The text goes on to discuss tolower(c) as an alternative to lower() as it "works" correctly even if [A -Z] are not consecutively encoded as in EBCDIC.



What is not discussed, is that tolower() functions and others (is...()) are only specified for int values in the unsigned char range and EOF. C11 §7.4 1. Other values invoke undefined behavior (UB).



It is this requirement that makes these Standard C library functions conceptually char to int conversions as only values in the (about) char range are specified and the result is int.





Now look at code where char conversion does occur.

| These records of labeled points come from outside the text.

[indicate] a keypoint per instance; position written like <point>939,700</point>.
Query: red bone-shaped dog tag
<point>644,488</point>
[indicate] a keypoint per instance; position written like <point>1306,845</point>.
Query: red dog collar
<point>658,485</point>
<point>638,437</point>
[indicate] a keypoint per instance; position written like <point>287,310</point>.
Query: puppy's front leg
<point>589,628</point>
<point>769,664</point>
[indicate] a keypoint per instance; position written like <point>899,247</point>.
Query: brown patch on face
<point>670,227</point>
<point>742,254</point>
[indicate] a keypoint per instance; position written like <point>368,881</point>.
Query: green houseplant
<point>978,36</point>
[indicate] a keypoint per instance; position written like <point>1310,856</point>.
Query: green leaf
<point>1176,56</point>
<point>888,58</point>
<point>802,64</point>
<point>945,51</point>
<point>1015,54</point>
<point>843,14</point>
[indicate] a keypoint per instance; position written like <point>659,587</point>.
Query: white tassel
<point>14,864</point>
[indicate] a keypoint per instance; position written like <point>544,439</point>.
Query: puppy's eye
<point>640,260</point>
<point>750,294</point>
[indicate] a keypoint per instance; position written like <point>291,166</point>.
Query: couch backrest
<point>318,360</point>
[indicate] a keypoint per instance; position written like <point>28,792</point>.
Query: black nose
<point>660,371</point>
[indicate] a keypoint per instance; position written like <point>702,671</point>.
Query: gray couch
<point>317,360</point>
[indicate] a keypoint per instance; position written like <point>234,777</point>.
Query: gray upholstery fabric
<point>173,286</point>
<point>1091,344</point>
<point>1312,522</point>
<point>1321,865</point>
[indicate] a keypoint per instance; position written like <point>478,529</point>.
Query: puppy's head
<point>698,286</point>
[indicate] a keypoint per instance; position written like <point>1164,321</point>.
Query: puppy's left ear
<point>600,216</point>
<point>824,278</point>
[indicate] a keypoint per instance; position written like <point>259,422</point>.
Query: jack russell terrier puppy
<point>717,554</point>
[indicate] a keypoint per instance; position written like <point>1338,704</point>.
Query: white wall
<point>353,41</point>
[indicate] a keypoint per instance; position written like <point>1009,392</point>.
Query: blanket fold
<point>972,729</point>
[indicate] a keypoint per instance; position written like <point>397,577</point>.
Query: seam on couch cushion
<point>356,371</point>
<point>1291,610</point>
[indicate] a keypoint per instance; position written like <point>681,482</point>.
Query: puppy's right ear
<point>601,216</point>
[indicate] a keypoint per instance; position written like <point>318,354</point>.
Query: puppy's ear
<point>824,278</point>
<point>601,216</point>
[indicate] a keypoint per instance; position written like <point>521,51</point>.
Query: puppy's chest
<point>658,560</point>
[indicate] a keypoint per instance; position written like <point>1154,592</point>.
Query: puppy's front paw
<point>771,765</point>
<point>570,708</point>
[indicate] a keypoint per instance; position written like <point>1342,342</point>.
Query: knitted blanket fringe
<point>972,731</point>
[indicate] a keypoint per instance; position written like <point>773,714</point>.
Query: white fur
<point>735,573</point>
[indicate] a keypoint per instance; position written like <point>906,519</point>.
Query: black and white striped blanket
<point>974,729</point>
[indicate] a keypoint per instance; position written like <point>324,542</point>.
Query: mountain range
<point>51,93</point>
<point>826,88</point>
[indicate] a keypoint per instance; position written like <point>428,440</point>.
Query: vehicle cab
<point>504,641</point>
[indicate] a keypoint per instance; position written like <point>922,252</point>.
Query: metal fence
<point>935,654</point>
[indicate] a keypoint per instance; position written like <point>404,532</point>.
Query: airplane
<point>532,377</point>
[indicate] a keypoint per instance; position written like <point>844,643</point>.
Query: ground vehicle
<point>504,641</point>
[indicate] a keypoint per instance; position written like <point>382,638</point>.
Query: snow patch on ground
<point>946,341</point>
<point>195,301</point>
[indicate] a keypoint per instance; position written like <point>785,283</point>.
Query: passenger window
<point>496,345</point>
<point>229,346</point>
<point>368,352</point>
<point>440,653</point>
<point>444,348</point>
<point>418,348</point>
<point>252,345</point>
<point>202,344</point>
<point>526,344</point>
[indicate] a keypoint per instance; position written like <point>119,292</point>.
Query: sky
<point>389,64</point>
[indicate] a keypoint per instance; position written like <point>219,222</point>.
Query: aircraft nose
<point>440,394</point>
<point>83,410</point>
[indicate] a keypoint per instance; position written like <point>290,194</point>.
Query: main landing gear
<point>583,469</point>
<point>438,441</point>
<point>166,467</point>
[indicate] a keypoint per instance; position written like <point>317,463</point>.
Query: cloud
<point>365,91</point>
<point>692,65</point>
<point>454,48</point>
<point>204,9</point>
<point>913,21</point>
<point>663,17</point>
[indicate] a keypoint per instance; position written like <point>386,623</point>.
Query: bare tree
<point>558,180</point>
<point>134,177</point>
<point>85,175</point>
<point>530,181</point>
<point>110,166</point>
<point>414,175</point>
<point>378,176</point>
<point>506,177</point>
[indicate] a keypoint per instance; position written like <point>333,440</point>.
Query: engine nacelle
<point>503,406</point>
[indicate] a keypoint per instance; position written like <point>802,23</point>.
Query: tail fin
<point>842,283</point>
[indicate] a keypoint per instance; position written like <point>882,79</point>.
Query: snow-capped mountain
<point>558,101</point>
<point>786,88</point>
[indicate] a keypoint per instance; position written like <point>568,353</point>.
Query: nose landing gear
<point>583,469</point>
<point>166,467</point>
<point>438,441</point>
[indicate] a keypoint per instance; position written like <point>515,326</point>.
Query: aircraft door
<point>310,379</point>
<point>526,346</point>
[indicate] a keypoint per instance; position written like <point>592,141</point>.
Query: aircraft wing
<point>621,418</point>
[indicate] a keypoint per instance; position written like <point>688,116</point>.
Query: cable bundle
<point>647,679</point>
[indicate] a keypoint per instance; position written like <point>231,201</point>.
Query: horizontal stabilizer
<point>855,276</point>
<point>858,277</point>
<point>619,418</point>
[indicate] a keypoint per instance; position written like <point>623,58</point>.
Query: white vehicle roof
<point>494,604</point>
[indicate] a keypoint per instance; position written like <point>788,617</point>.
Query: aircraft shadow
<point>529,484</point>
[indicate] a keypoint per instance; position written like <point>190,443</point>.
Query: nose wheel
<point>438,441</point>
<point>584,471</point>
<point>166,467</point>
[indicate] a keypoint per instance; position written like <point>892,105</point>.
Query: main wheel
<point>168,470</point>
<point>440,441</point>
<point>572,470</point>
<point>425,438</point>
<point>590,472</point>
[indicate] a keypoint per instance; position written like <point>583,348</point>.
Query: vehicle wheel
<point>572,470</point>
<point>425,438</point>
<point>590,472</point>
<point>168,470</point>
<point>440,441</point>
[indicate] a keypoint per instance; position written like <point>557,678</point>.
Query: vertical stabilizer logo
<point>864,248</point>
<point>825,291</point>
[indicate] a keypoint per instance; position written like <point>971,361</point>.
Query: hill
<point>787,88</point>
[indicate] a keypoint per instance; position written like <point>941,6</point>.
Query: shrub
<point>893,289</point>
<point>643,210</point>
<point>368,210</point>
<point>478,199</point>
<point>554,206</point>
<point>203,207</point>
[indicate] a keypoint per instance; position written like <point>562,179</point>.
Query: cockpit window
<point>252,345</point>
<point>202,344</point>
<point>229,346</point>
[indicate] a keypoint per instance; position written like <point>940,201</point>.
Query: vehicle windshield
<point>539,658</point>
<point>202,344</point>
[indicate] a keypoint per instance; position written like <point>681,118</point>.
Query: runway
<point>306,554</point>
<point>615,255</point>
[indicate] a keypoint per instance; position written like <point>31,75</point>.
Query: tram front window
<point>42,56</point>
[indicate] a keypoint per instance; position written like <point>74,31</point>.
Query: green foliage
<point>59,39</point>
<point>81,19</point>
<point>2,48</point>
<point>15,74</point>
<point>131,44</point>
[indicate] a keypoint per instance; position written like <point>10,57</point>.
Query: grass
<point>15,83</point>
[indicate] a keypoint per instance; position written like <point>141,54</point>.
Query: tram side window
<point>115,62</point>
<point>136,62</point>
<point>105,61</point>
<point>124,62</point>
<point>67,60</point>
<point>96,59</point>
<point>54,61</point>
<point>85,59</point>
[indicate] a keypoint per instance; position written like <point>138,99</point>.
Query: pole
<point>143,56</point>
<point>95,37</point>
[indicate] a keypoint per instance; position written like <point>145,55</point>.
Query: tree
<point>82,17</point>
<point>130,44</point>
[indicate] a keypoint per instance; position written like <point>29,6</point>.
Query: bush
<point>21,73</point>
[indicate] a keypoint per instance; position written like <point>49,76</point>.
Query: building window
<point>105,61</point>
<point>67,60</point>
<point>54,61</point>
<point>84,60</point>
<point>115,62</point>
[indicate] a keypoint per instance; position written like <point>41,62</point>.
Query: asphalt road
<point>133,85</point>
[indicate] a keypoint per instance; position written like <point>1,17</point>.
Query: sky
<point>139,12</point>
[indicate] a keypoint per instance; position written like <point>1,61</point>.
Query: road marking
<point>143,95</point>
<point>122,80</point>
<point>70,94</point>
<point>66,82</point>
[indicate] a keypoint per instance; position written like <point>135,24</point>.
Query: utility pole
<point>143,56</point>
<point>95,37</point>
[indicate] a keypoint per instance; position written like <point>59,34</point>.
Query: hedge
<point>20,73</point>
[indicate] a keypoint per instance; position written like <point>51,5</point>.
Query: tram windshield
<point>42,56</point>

void my_strtolower1(char *s) {
while (*s) {
*s = lower(*s); // conversion `char` to `int` and `int` to `char`.
s++;
}
}

void my_strtolower2(char *s) {
while (*s) {
*s = tolower(*s); // conversion `char` to `int` and `int` to `char`.
s++;
}
}

void my_strtolower3(char *s) {
while (*s) {
// conversion `char` to `unsigned char` to `int` and `int` to `char`.
*s = tolower((unsigned char) *s);
s++;
}
}


my_strtolower1() well defined, yet not functionally correct on rare machines where [A-Z,a-z] are not consecutive.



my_strtolower2() expected functionality except technically undefined behavior when *s < 0 (and not EOF).



my_strtolower3() expected functionality without UB when *s < 0.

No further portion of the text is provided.